Il nous a quand même fallu plus d’une heure pour rejoindre l’autoroute. Autour de nous, les ombres s’étiraient et le paysage aride prenait graduellement ses couleurs dorées du coucher de soleil. Pour en avoir été témoin à de nombreuses reprises, c’est vraiment à la lumière tombante que le désert prend toute sa beauté. Une fois sur l’autoroute, nous nous sommes arrêtés pour la nuit dans un hôtel en bordure, content que notre petite excursion se soit si bien déroulée. Une journée de moto parfaite.
La journée qui s’annonçait allait être des plus faciles, quoique j’avais quelques craintes face à la route que nous nous apprêtions à prendre, soit une autoroute 2 voies et le lien majeur entre Bikaner, 2e ville de l’état et Jaipur, la capitale. Tout compte fait, la circulation n’était vraiment pas si dense. Tranquillement, profitant du paysage, nous nous sommes rendus à destination sans encombres, croisant encore et encore de petites bourgades indiennes (et des plus grosses). Fait d’importance, le grand retour des chameaux dans la faune domestique.
Une fois a Bikaner, il nous restait suffisamment de temps pour faire un tour de la ville. C’est par le fort/palais que nous avons débuté, car c’était l’attraction principale de la ville. Sans en visiter l’intérieur, nous en avons tout de même fait un bon tour d’extérieur. Par la suite, c’est vers la vielle ville que nous avons poursuivi. L’heure de pointe battait son plein, car la circulation était absolument intense. Après nous être promenés une petite heure dans ce capharnaüm, le temps était venu de retourner à l’auberge, sauf que nous allions le faire par les petites rues de la vielle Bikaner.
Déjà depuis notre arrivée les citadins s’étaient montrés plus avenants dans leurs hellos que la moyenne indienne.
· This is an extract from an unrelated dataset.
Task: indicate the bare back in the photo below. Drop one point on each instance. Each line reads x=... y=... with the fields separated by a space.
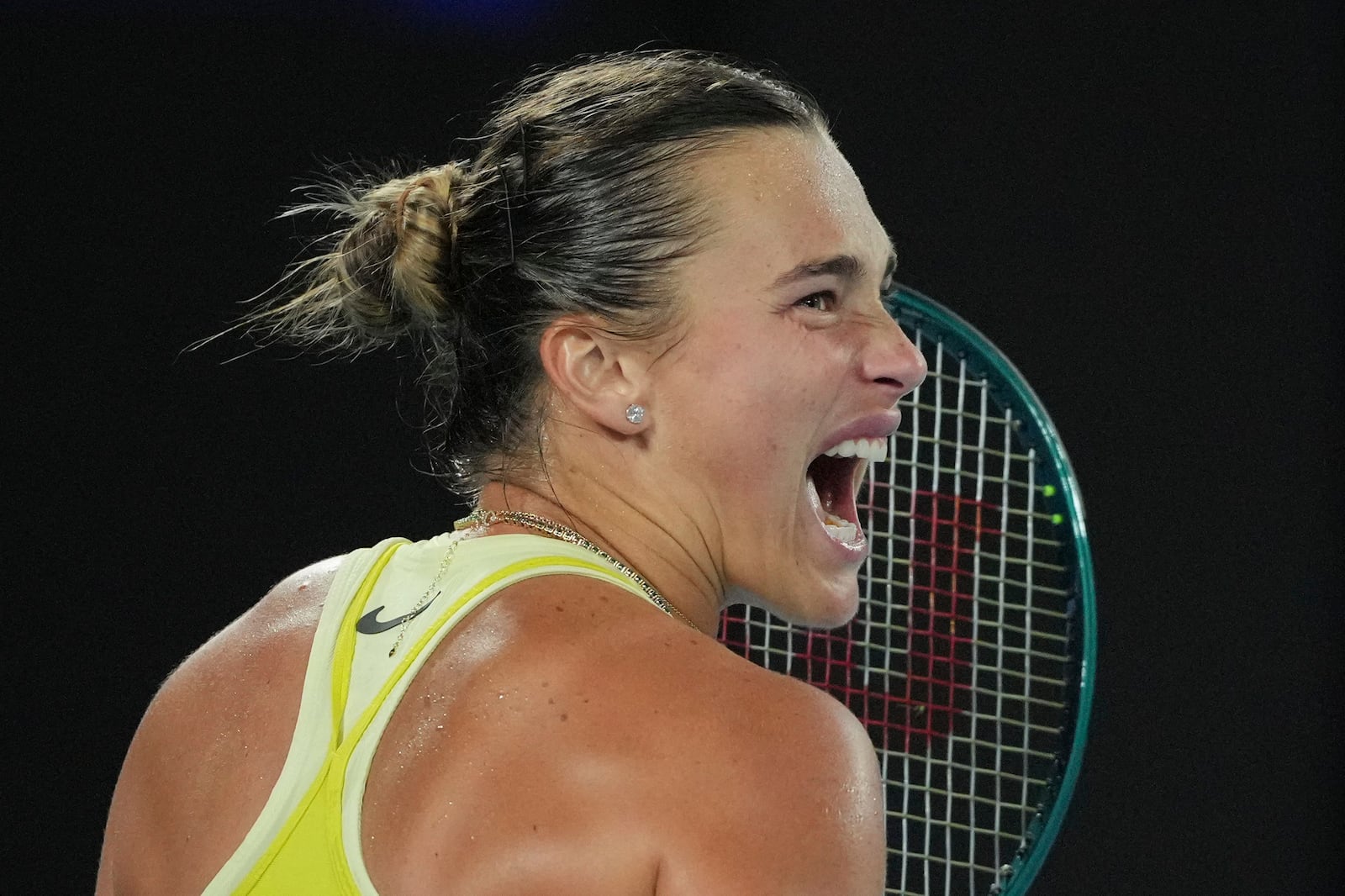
x=567 y=737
Parmi les petites ruelles, on a atteint des records, surtout de la part des enfants, qui à quelques reprises s’accrochaient littéralement à nous pour nous faire la discussion. Devant notre réticence à jouer, on en est même venu à nous lancer des ordures et aux insultes. Drôle de progression quand même. Les adultes sont quant à eux restés très respectueux. Cela n’a pas empêché de rendre l’aventure éreintante. Un hello et un peu de conversation, ça va. À chaque trente secondes (je n’exagère même pas), ça pompe l’énergie.
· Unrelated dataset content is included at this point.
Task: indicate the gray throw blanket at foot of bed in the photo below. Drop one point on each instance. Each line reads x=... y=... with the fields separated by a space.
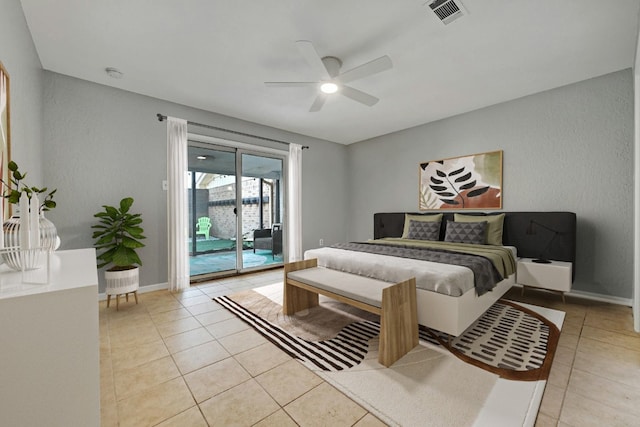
x=485 y=274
Devant une bière dans un bar, nous avons pu nous remettre de nos émotions sans pour autant cesser d’être le centre de l’attention. J’ai maintenant beaucoup de compassion pour les gens célèbres. Du reste, Bikaner était quand même plutôt intéressante – sa vielle ville, un vrai dédale de rues que nous aurions aimé explorer davantage (de jour, pendant que les enfants sont à l’école); peut-être flâner dans ses nombreux parcs, admirer ses monuments… Le propriétaire de notre auberge était déçu de nous voir repartir après une seule nuit. Seulement, la fête d’Holi approchait (le plus gros festival de l’Inde) et nous avions donné rendez-vous à deux autres Québécois à Jaisalmer pour la passer avec eux. Malheureusement, il allait nous falloir deux jours pour nous y rendre de Bikaner.